The Benefits and Burdens of Bar Graphs
The bar graph is one of the most widely used forms of data visualization in science. This is not a bad thing as the venerable old bar graph is a comfortable, easy way to accurately represent specific quantities with varying bar lengths. This representation also allows for easy comparison between measurements by comparing the bars.
The challenge comes when the benefits of this accurate and easy tool are pushed too far. As we’ll see below, if the number of datapoints and comparisons in a bar graph becomes too great, the cognitive burden on the reader can become overwhelming.
Increasing the Cognitive Burden
To help illustrate this, I’ve generated some example datasets. We will start with a simple dataset involving the measurement of two variables at two different times. This could involve the measurement of two different metabolites on groups of subjects before and after a treatment or perhaps the measurement of two different environmental features at two different times of the year.
Figure 1A shows a simple bar graph where we are comparing the two measurements at two times. As mentioned above, the purpose of a bar graph is to help people make comparisons in data. With this small number of bars we can make a few very quick observations. For example, we can see that the dark blue bars are higher than the light blue bars at both times and that the dark blue bar at time two is higher than any of the others.
In this graph there are actually 6 different comparisons that can be made. The arc diagram in Figure 1B helps clarify the number of possible comparisons in this plot.
Figure 1A & 1B
Now, let’s consider a more detailed experiment where we still have only two measurements, but we are evaluating them at five timepoints.

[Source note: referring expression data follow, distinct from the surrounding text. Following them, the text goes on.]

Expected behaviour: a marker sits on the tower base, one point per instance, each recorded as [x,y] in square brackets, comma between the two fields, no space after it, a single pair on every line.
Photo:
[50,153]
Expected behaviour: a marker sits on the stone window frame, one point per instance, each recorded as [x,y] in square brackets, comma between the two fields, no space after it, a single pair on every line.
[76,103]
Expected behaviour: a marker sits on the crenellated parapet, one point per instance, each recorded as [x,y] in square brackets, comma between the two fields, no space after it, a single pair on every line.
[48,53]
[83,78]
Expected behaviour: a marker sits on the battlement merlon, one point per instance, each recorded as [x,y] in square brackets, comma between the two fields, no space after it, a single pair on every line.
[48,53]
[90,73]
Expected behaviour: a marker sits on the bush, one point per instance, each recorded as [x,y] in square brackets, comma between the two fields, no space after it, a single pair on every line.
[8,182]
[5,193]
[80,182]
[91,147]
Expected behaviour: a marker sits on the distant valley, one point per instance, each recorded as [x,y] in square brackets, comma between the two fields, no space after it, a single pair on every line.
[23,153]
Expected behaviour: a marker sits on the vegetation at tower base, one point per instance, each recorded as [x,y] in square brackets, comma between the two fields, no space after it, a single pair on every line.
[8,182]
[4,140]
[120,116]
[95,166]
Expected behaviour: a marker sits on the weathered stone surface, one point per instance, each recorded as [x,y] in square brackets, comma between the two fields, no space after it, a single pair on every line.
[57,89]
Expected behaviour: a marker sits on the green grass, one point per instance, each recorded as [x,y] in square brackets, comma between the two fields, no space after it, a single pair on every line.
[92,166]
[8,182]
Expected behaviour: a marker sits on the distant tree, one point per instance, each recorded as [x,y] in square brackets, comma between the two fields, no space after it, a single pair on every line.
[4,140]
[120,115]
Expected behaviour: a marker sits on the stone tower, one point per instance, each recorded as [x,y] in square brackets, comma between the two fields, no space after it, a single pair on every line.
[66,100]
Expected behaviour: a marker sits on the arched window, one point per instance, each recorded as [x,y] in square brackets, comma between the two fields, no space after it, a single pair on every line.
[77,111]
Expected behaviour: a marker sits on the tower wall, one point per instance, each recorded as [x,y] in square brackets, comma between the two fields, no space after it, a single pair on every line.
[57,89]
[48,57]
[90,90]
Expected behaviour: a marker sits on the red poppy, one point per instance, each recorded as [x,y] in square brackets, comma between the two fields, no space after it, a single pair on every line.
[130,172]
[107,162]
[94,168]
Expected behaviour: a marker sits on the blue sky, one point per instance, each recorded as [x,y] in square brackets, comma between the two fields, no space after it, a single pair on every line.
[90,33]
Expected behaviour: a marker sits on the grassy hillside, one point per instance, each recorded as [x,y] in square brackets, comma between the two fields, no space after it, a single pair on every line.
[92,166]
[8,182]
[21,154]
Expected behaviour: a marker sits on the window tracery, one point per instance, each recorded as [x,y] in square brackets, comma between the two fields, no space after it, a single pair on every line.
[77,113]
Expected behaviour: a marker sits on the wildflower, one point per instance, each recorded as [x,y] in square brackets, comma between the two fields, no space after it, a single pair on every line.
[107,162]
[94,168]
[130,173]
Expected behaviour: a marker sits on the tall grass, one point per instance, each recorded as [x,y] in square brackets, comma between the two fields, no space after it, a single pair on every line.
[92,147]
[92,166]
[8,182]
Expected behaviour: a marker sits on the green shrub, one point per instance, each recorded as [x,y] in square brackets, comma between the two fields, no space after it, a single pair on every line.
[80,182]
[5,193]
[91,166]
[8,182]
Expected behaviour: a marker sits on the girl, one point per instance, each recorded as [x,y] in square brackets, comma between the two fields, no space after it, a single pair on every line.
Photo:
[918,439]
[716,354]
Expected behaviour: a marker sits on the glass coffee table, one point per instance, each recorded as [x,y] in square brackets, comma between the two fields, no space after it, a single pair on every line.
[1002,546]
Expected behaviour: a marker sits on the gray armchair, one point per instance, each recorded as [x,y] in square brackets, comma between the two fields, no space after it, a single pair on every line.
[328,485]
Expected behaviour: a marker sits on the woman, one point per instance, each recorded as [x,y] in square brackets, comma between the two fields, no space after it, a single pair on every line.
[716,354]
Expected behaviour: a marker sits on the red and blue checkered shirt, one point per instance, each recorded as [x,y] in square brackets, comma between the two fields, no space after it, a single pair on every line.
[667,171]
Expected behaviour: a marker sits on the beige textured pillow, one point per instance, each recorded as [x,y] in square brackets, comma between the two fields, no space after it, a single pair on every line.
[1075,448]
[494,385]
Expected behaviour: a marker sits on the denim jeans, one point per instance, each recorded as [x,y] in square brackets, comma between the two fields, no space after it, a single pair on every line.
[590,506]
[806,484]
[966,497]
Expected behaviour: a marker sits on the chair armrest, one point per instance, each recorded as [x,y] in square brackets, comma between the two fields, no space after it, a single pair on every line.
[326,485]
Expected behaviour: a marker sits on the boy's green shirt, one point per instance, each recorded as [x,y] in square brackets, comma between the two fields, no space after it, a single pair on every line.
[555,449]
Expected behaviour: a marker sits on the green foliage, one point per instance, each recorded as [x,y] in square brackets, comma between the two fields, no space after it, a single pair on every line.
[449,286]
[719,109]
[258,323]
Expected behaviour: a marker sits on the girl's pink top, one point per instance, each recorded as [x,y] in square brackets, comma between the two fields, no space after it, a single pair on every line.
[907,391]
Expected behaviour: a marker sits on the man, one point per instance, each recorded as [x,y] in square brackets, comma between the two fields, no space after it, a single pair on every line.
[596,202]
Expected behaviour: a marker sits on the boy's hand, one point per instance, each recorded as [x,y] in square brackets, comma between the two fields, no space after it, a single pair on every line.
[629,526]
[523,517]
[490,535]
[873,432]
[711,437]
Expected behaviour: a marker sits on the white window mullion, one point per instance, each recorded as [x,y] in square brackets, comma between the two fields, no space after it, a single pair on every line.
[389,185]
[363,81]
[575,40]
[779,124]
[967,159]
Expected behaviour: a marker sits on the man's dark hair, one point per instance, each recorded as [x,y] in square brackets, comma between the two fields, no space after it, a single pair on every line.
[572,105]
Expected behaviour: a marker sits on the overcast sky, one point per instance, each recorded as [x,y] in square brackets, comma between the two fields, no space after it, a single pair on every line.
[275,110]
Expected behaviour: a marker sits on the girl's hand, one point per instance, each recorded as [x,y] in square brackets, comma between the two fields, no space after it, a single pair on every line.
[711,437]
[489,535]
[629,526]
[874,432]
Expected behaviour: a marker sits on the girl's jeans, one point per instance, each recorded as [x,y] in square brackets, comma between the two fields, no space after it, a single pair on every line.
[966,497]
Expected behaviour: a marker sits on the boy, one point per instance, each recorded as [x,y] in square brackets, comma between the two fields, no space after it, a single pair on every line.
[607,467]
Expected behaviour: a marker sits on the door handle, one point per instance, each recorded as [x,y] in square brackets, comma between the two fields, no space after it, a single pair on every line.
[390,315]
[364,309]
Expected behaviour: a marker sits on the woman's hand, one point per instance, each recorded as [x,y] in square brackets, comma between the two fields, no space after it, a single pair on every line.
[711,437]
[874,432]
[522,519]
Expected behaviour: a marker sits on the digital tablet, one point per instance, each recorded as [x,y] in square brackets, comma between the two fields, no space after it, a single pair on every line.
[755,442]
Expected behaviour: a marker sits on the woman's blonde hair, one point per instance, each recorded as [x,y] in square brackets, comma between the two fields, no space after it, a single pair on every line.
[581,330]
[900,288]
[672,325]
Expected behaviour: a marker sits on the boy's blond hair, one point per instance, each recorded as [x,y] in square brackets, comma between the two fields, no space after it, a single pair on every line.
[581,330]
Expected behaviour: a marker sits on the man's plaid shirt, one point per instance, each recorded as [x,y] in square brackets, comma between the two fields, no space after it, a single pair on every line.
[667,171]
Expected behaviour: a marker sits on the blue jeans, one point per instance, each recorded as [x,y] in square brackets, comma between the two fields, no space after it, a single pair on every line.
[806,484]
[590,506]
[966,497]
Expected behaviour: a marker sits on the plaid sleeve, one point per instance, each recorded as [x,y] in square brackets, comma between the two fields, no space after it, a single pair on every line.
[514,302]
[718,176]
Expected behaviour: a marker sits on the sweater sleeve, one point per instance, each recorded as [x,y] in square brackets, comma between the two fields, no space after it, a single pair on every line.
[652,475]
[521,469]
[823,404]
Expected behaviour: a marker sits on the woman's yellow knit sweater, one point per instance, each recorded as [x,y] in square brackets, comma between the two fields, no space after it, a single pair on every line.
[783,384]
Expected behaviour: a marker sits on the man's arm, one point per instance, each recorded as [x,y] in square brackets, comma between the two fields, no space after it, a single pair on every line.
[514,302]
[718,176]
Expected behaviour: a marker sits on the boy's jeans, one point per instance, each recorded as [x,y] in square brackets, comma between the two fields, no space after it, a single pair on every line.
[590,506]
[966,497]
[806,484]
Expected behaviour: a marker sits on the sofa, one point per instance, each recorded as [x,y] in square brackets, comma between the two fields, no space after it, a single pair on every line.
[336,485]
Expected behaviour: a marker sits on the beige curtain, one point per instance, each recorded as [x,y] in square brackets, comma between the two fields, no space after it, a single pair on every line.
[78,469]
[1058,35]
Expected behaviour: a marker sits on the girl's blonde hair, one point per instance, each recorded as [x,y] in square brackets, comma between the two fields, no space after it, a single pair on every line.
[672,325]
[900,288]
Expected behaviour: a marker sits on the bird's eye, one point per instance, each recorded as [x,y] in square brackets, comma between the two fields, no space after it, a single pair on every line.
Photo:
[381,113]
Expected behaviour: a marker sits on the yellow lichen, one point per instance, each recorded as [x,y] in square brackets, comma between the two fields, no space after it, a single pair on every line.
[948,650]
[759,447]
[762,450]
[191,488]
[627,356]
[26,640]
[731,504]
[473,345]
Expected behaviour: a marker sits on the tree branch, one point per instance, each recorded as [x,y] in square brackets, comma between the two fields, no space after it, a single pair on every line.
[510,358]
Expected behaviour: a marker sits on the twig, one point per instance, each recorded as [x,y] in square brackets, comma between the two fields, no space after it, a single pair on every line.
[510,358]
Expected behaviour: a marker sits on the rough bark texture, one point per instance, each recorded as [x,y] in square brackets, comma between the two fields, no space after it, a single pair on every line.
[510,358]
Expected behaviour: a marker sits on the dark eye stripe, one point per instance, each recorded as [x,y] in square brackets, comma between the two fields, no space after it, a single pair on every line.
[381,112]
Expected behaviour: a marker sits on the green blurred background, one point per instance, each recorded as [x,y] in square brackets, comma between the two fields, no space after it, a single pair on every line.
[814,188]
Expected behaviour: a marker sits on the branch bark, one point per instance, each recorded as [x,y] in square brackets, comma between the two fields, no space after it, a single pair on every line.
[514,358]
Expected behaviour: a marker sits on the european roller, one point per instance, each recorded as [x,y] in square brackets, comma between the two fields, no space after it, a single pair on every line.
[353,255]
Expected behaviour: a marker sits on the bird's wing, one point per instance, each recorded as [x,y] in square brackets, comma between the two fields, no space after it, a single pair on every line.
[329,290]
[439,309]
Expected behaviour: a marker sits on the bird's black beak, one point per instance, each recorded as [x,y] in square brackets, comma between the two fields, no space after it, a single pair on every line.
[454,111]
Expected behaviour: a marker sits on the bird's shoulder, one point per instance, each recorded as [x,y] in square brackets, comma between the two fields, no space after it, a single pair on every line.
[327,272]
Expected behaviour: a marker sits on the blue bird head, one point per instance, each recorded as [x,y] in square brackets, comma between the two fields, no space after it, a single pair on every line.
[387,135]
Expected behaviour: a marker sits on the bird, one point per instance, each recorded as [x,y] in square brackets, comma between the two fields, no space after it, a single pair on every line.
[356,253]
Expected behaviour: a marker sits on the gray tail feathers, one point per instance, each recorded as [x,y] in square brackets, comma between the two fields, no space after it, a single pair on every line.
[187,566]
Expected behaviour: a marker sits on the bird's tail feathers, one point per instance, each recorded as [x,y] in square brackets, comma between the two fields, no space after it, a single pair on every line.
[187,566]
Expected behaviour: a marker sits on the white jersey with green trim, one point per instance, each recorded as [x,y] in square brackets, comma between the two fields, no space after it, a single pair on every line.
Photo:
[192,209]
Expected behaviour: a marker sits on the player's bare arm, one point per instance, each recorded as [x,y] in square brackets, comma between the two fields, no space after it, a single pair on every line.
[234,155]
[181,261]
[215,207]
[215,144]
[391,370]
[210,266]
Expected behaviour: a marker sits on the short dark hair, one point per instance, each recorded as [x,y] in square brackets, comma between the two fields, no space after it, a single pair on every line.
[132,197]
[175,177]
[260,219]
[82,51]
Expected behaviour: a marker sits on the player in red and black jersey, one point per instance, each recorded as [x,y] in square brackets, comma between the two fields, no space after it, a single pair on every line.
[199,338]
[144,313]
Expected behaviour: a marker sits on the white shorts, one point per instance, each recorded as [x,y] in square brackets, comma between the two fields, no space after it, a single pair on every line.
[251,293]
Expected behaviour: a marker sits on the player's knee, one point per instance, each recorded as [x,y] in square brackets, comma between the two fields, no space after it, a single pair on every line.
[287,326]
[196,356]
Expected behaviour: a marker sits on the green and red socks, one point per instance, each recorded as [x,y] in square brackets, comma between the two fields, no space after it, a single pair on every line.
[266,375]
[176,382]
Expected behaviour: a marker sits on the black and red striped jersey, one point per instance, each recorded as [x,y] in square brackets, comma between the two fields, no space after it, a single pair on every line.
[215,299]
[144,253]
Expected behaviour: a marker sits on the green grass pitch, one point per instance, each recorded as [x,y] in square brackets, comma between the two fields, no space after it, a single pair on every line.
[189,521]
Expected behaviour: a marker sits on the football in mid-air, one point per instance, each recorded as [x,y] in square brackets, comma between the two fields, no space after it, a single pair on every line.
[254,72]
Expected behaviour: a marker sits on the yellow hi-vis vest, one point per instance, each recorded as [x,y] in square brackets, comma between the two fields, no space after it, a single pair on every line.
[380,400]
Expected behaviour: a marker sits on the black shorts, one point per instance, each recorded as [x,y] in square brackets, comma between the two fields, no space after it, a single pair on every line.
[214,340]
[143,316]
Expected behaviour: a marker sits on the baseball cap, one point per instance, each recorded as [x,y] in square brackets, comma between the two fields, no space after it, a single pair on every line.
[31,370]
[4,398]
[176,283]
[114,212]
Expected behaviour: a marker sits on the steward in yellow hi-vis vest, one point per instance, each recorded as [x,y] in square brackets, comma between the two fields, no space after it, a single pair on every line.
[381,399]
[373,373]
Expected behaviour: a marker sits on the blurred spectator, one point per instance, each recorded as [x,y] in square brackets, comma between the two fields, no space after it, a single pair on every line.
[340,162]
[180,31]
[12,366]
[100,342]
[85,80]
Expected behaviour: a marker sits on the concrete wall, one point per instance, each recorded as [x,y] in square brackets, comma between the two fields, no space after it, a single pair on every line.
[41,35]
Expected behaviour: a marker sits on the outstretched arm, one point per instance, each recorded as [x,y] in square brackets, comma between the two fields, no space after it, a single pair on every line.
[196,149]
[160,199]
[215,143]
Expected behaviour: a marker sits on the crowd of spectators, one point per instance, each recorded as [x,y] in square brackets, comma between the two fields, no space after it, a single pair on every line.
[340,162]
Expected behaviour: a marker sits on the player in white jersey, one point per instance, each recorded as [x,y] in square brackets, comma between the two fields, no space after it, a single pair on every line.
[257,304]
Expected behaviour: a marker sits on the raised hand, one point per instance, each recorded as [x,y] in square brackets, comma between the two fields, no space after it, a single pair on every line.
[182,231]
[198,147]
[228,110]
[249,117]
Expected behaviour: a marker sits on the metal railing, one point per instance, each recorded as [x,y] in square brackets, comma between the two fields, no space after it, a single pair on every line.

This is shown in Figure 2A.
From the bar graph, we can see that measurement 1 goes up steadily across time, while measurement 2 goes up and then down. With 10 bars in our graph, making specific comparisons is a much more complicated task. For example, comparing measurement 1 at time 3 with measurement 2 at time 4 requires a significant amount of focus.
The arc diagram in Figure 2B shows that the number of possible comparisons in this bar graph has increased to 45.
Figure 2A & 2B
Finally, let’s push this even farther and consider six separate measurements across the five timepoints as shown in Figure 3A. In this case we have 30 individual bars and it is quite easy to see that making individual comparisons in between bars has become a gargantuan task. Figure 3B shows that the number of possible comparisons in this dataset has now risen to 435!
Figure 3A & 3B
Studies from the Franconeri Lab have shown that each of these comparisons can take hundreds of milliseconds to process so that only a few comparisons can be made per second. Furthermore, this task quickly overwhelms our working memory so that new numbers or comparisons will displace the ones we just considered. At this point the cognitive burden has reached such a level that many of the important features are lost in a mire of information.
Take Advantage of Data Structure
To help reduce the cognitive burden of these presentations, we can take advantage of the structure of this data. Measurements across time are naturally sequential and so it would make sense to connect the data across this series. This type of analysis is well represented by a line graph.
Figure 4A shows the line graph version of the data presented by the bar graph in Figure 1A. In this case the difference in the relative amounts of measurements 1 and 2 are quite clear.
Figure 4B shows the line graph version of the data shown in Figure 2A. In this case comparison of the two measurements over 5 timepoints is significantly easier to see in the line graph. We have essentially taken the 10 bars with 45 possible comparisons and reduced them to a comparison of two lines.
Figure 4A
Figure 4B
Figure 4C
Lastly, Figure 4C shows the line graph version of Figure 1C. In this case we have reduced the representation of the data from 30 individual bars and 435 pairwise comparisons to just 6 lines! An additional advantage is that each of the lines is directly annotated, removing the cognitive burden of having to look between the legend and the individual bars.
This example shows that taking advantage of a data set’s structure can open the door to a different type of visualization beyond the simple bar graph. In addition to clearly communicating the data, this type of data visualization is also quite useful for scientists during data analysis and interpretation. Trends that were difficult to extract from the bar graph become quite obvious in the line graph.
In future posts, I’ll present other ways in which more deliberate and judicious data visualization choices can benefit scientists while analyzing data and when communicating results to a large audience.